Building a Custom Data Warehouse Using PostgreSQL

Date: 
Thursday, January 18, 2018 - 18:30
Source: 
New York City PostgreSQL User Group
Attendees: 
137
City: 
New York

6:30 - Meet, eat, drinks
6:55 - Introductions from organizers
7:00 - Bruce Momjian: Postgres v11 Roadmap
7:10 - David Kohn: Building a Custom Data Warehouse
8:10 - Socialize at TBD

At Moat we add ~500 million rows each day to just a few tables in our data warehouse. Previously, we used Postgres for data for the last month (which takes ~15TB of diskspace), and we love its ability to handle concurrency and its cost compared to the commercial column-stores that we use for our historical data. By using a combination of composite-types, arrays and Postgres' TOAST mechanism we were able to build a custom data warehouse that combines the best aspects of Postgres and a commercial column-store database, tailored specifically for our needs without modifying any of the Postgres source.
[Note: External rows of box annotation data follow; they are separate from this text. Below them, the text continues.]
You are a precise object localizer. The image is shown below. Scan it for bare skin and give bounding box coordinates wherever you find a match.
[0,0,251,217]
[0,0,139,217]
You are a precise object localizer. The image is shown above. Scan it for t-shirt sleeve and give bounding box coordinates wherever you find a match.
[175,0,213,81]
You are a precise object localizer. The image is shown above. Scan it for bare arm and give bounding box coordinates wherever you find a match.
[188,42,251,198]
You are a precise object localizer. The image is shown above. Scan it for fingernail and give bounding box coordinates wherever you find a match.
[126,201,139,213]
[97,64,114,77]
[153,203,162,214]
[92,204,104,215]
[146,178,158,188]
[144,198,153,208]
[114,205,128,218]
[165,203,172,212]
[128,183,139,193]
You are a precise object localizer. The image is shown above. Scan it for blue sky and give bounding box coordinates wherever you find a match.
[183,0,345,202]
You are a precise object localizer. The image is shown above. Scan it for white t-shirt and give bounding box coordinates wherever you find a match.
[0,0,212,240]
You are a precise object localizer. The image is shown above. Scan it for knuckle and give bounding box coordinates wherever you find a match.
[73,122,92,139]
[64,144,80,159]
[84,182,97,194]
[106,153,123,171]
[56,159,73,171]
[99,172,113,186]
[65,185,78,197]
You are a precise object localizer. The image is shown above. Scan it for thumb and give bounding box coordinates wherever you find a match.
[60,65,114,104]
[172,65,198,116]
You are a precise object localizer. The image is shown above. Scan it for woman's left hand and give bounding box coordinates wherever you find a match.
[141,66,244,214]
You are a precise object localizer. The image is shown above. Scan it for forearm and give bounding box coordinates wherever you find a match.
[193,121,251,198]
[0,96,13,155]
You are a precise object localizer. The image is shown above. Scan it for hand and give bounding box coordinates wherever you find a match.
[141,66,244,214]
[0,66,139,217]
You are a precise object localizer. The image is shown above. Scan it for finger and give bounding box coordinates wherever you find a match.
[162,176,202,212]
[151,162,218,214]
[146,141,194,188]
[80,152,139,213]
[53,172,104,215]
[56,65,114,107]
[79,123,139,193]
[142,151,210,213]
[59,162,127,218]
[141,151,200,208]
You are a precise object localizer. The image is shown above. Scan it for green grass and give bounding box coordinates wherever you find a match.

Our new store uses ~1TB of disk/month, has sped our ETL considerably (we're now compute rather than I/O bound) and allowed us to migrate our full historical data warehouse to a single Postgres instance. This talk will cover:
- An overview of our data problems and why we chose to go this route
- A deep dive into the different Postgres mechanisms (TOAST, arrays, composite types, SRF's) we use to make our solution work, how we put them together, and how others might apply similar techniques to their use-cases

- Strengths and weaknesses of the approach, lessons learned
- Upcoming features in Postgres that are going to make this approach even more attractive
- Future work/new features in PG10 that have helped us/new features we want

Speaker: David Kohn is a Data Engineer focusing mostly on Postgres at Moat Inc. How he came to do data engineering at an advertising analytics company from battery engineering and electrochemistry startups is a story too long for a short bio, but you can ask him if you'd like.